Témoin de l’amour crucifié

Conception couverture : © Christophe Roger

Photo couverture : © Fondazione Voce di Padre Pio

Intérieur : © Fondazione Voce di Padre Pio

Relecture : Le Champ rond

Composition : Soft Office (38)

Traduction de la préface : Frères Antonio Adnane et Sylvain Besson, ofm cap

© Éditions Emmanuel, 2023

89, bd Auguste-Blanqui – 75013 Paris

www.editions-emmanuel.com

ISBN : 978-2-38433-064-5

Dépôt légal : 1er trimestre 2023

Préface

Cardinal Raniero Cantalamessa, ofm cap

Dans l’une de ses Pensées, Pascal dit qu’il y a trois ordres ou degrés de grandeur chez les hommes : l’ordre des corps, l’ordre de l’intelligence et l’ordre de la sainteté. Le premier correspond à ceux qui excellent dans la beauté physique, la force athlétique, la richesse matérielle ; le deuxième, aux artistes, aux génies et aux grands scientifiques ; le troisième, aux saints. Une différence abyssale sépare le deuxième degré du premier, mais « une différence infinie » sépare le troisième degré du premier et du second. C’est un ordre où la grandeur de l’un ne s’obtient pas aux dépens des autres, mais pour le bénéfice de tous, et c’est une grandeur qui dure éternellement.

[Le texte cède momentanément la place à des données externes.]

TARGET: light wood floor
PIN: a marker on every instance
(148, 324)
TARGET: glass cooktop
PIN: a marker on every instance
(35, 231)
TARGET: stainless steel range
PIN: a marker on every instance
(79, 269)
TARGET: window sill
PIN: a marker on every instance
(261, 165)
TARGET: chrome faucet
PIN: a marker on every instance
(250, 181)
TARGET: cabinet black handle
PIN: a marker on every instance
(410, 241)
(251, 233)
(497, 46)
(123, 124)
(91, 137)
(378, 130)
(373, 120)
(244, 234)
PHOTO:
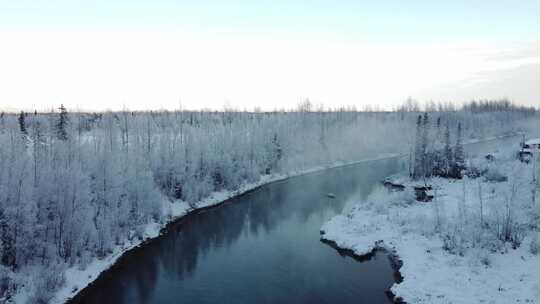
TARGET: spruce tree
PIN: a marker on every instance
(22, 123)
(418, 154)
(61, 125)
(448, 159)
(459, 157)
(426, 158)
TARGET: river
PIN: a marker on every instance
(260, 247)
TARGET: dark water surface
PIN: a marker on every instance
(261, 247)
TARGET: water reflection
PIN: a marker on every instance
(262, 247)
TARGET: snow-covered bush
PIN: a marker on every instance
(534, 247)
(494, 175)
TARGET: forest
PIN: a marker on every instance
(74, 185)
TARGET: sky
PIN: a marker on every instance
(101, 55)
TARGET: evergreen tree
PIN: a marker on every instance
(448, 159)
(426, 157)
(61, 125)
(459, 156)
(22, 123)
(418, 152)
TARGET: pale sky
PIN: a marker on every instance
(97, 55)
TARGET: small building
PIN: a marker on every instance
(529, 148)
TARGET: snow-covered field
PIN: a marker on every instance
(476, 242)
(77, 279)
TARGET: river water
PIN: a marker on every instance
(261, 247)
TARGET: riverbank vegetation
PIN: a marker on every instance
(475, 240)
(75, 186)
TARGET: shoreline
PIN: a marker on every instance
(433, 270)
(78, 280)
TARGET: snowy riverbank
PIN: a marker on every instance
(77, 279)
(476, 242)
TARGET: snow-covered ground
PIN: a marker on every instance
(76, 278)
(476, 242)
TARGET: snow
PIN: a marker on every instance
(488, 271)
(77, 279)
(534, 141)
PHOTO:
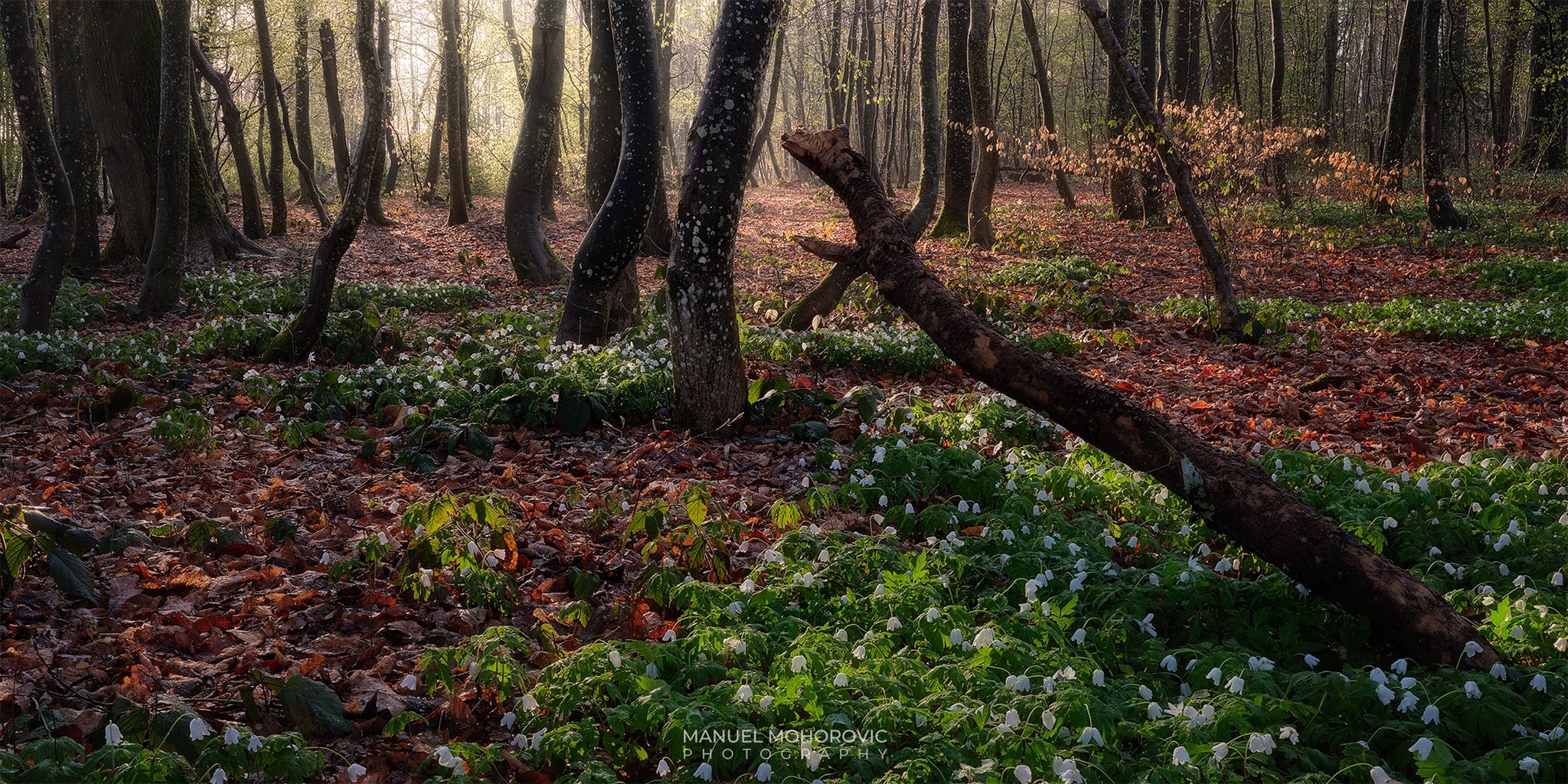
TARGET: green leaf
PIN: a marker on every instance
(71, 574)
(314, 707)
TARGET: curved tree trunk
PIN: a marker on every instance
(616, 231)
(296, 341)
(74, 127)
(954, 218)
(1231, 493)
(987, 155)
(704, 335)
(1048, 110)
(1177, 168)
(27, 94)
(160, 283)
(541, 113)
(335, 106)
(1433, 178)
(234, 126)
(920, 215)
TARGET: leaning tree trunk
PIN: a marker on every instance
(1048, 110)
(704, 335)
(234, 126)
(920, 215)
(272, 98)
(335, 106)
(616, 230)
(74, 127)
(297, 341)
(160, 283)
(1435, 182)
(27, 96)
(541, 113)
(987, 155)
(1227, 490)
(1150, 116)
(954, 218)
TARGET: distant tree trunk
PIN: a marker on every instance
(27, 98)
(438, 131)
(1433, 178)
(1187, 73)
(160, 284)
(616, 231)
(303, 140)
(1177, 168)
(452, 74)
(272, 100)
(988, 158)
(954, 218)
(1325, 91)
(297, 341)
(704, 335)
(541, 113)
(920, 215)
(1227, 41)
(1231, 493)
(335, 106)
(74, 127)
(1277, 100)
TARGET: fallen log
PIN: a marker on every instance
(1227, 490)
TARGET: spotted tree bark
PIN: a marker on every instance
(160, 281)
(704, 335)
(616, 231)
(1231, 493)
(296, 341)
(954, 218)
(526, 185)
(27, 96)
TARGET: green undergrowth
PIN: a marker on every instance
(1059, 612)
(1413, 315)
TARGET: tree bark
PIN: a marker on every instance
(920, 215)
(79, 148)
(27, 96)
(987, 155)
(704, 335)
(526, 185)
(616, 230)
(335, 106)
(954, 218)
(452, 71)
(160, 283)
(297, 341)
(1177, 168)
(1231, 493)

À ce troisième degré de grandeur appartient saint Pio de Pietrelcina. Pourtant, rien chez cet homme si singulier ne laisse entrevoir des poses de sainteté. Il se considérait comme un homme du peuple avec lequel il partageait tout : la culture, les croyances, le dialecte ; et les gens le considéraient comme l’un des leurs. Outre les anecdotes d’un Padre Pio bourru, capable parfois de chasser durement les pénitents du confessionnal, de nombreux frères capucins qui l’ont connu en privé et qui ont vécu avec lui nous ont laissé le souvenir d’un frère extrêmement tendre avec tous. Il avait une verve inépuisable pour raconter de petites histoires et glisser des traits d’esprit quand il était avec eux dans le réfectoire ou pendant les récréations.

Il existe dans l’imaginaire du peuple tant de représentations de Padre Pio : le thaumaturge, le prophète, la victime de l’institution et, pour certains, le « grand saint ». En approfondissant la connaissance du vrai Padre Pio, spécialement à travers sa correspondance avec ses directeurs spirituels et les âmes qu’il a guidées, se dévoile une personnalité presque inconnue de tous : un mystique de grande envergure. Cette présente biographie, écrite par mes deux confrères Pio Murat et Éric Bidot, permettra à beaucoup de le découvrir. La lecture de ces pages manifeste clairement la distance entre une connaissance épisodique et anecdotique de Padre Pio et celle que l’on acquiert après avoir suivi pas à pas le déroulement dramatique de son exceptionnelle aventure mystique.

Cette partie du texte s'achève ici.